Les menaces de sanctions révèlent la susceptibilité croissante de l’administration Poutine envers l’Occident, Suisse comprise. RosSelKhozNadzor (RSKN), l’agence gouvernementale russe de surveillance du secteur agroalimentaire, a donné dix jours à Berne pour bloquer toute réexportation de fruits et légumes européens via son territoire, faute de quoi un embargo temporaire pourrait être décrété contre les fruits et légumes suisses.

Le communiqué a été copieusement repris par la presse russe, qui, dans un élan de défiance patriotique, tend à exagérer les péripéties diplomatiques entre Berne et Moscou.
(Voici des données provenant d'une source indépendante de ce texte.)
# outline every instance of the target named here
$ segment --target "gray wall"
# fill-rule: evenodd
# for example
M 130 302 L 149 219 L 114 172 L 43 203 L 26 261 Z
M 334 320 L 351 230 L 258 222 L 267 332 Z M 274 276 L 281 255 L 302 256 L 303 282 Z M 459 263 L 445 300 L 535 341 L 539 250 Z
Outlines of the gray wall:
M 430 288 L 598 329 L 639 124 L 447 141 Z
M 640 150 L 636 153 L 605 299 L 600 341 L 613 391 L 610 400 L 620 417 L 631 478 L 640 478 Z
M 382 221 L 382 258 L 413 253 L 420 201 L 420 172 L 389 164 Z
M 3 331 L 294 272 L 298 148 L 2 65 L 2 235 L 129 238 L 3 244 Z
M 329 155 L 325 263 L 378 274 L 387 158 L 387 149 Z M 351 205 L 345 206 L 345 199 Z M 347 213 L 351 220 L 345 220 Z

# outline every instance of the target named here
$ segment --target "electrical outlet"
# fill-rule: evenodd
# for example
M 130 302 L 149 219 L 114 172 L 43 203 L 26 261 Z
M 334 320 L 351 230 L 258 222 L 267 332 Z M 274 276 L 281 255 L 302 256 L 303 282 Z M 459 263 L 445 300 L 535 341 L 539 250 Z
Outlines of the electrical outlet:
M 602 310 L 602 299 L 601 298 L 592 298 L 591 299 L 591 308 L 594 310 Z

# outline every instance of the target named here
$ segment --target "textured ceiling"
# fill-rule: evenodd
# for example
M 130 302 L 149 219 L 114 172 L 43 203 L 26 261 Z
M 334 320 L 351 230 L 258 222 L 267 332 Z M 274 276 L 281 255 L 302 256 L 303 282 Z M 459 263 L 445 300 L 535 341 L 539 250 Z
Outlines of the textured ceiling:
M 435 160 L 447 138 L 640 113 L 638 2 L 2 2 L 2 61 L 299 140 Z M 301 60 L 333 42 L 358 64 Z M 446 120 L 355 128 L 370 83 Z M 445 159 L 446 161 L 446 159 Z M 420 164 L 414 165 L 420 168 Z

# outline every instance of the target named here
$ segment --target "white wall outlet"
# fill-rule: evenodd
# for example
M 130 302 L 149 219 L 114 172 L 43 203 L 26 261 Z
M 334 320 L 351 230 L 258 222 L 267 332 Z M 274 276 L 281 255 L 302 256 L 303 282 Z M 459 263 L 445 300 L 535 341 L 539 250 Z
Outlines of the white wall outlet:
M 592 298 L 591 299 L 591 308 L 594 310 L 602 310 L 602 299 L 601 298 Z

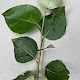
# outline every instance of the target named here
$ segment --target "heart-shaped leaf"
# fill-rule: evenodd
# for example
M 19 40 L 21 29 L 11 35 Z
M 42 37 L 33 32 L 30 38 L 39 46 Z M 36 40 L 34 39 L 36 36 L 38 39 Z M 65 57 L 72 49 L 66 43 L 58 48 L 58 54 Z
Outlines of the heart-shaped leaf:
M 37 54 L 37 43 L 28 37 L 13 39 L 15 58 L 20 63 L 35 59 Z
M 44 7 L 48 9 L 57 8 L 62 4 L 62 0 L 39 0 L 39 1 Z
M 27 71 L 13 80 L 34 80 L 34 76 L 31 71 Z
M 19 34 L 28 32 L 41 19 L 40 11 L 31 5 L 19 5 L 3 13 L 8 27 Z
M 66 31 L 65 7 L 53 10 L 53 13 L 46 16 L 44 22 L 43 36 L 50 40 L 57 40 Z
M 48 80 L 68 80 L 69 71 L 60 60 L 56 60 L 46 66 L 45 75 Z

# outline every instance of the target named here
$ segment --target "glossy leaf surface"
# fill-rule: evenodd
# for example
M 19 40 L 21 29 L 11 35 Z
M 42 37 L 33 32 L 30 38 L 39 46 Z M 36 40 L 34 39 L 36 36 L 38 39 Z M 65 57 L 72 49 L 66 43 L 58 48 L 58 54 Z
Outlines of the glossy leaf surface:
M 43 36 L 50 40 L 57 40 L 65 33 L 66 25 L 65 7 L 54 9 L 53 13 L 45 18 Z
M 37 54 L 37 43 L 29 37 L 13 39 L 15 58 L 20 63 L 35 59 Z
M 41 19 L 40 11 L 31 5 L 19 5 L 3 13 L 8 27 L 22 34 L 31 30 Z

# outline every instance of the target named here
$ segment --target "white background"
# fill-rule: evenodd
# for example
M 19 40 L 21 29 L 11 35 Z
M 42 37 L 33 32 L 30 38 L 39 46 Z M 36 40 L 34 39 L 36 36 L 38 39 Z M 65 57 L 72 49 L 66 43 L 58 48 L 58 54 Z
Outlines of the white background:
M 32 4 L 43 12 L 38 0 L 0 0 L 0 80 L 12 80 L 25 70 L 36 69 L 35 61 L 26 64 L 16 62 L 11 39 L 20 36 L 30 36 L 39 45 L 38 29 L 23 35 L 10 31 L 3 16 L 7 9 L 19 4 Z M 66 34 L 59 40 L 45 40 L 45 46 L 53 44 L 55 49 L 44 51 L 42 67 L 56 59 L 62 60 L 70 71 L 69 80 L 80 80 L 80 0 L 64 0 L 67 16 Z

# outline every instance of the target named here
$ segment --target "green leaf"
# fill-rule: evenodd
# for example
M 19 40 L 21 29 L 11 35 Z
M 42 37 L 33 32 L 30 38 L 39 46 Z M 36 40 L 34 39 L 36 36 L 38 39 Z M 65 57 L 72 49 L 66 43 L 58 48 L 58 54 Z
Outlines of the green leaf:
M 60 60 L 56 60 L 46 66 L 45 75 L 48 80 L 68 80 L 69 71 Z
M 39 78 L 39 80 L 47 80 L 47 78 L 44 76 L 42 78 Z
M 8 27 L 22 34 L 31 30 L 41 19 L 40 11 L 31 5 L 19 5 L 3 13 Z
M 62 4 L 62 0 L 39 0 L 39 1 L 44 7 L 49 9 L 57 8 Z
M 13 39 L 15 58 L 20 63 L 35 59 L 37 55 L 37 43 L 29 37 Z
M 44 22 L 43 36 L 50 40 L 57 40 L 66 31 L 65 7 L 53 10 L 53 13 L 46 16 Z
M 13 80 L 34 80 L 34 77 L 32 75 L 33 75 L 33 73 L 31 71 L 27 71 L 27 72 L 19 75 L 17 78 L 15 78 Z M 33 78 L 33 79 L 29 79 L 29 78 Z
M 52 44 L 50 44 L 47 48 L 55 48 Z

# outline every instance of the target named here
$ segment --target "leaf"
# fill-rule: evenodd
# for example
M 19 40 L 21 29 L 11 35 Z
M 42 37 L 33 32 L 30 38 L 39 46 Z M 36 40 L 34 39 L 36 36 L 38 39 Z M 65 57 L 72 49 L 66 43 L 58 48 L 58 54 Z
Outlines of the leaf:
M 52 44 L 50 44 L 47 48 L 55 48 Z
M 57 8 L 62 4 L 62 0 L 39 0 L 39 1 L 44 7 L 48 9 Z
M 57 40 L 66 31 L 65 7 L 53 10 L 53 13 L 46 16 L 44 22 L 43 36 L 49 40 Z
M 31 5 L 19 5 L 3 13 L 8 27 L 22 34 L 31 30 L 41 19 L 40 11 Z
M 13 39 L 15 58 L 20 63 L 26 63 L 35 59 L 37 55 L 37 43 L 29 37 Z
M 47 78 L 44 76 L 42 78 L 39 78 L 39 80 L 47 80 Z
M 13 80 L 32 80 L 32 79 L 29 79 L 29 78 L 33 78 L 33 73 L 31 71 L 27 71 L 21 75 L 19 75 L 17 78 L 13 79 Z M 34 80 L 34 78 L 33 78 Z
M 60 60 L 56 60 L 46 66 L 45 75 L 48 80 L 68 80 L 69 71 Z

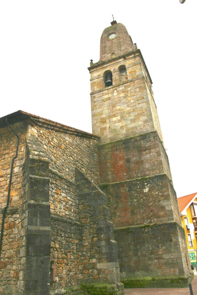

Beaucoup à Moscou – y compris dans les cercles du pouvoir – pensent que la Suisse s’est alignée sur les sanctions européennes, alors qu’il n’en est rien.

«Le RSKN soupçonne certains négociants suisses de réexporter des pommes et d’autres produits agro­alimentaires de l’Union européenne vers la Russie, estime Nikita Kritchevski, docteur en sciences économiques à Moscou. La Suisse doit absolument protéger sa réputation de neutralité, très appréciée en Russie.»

Un communiqué vague

En réalité, le communiqué du RSKN est vague et en partie inexact, selon une source proche des négociations. «Les exportations de pommes suisses n’ont pas été multipliées par 400 mais ont augmenté de 400%.» En outre, il s’agit peut-être de la multiplication par quatre d’un volume insignifiant. «Il est surprenant que cette réunion très courtoise ait débouché sur un communiqué contenant des menaces, poursuit la source. La demande russe concernait la vérification de certificats, ce que nous pouvons satisfaire rapidement.»

L’enjeu paraît dérisoire, alors que l’agroalimentaire représente moins de 5% des exportations suisses vers la Russie. Dans le climat actuel de fureur contre les sanctions occidentales, l’avertissement du RSKN n’est peut-être qu’une manière d’afficher son patriotisme. Mais ces dissonances s’ajoutent au concert de récriminations tous azimuts, dans lequel la Suisse peine à faire entendre sa singularité.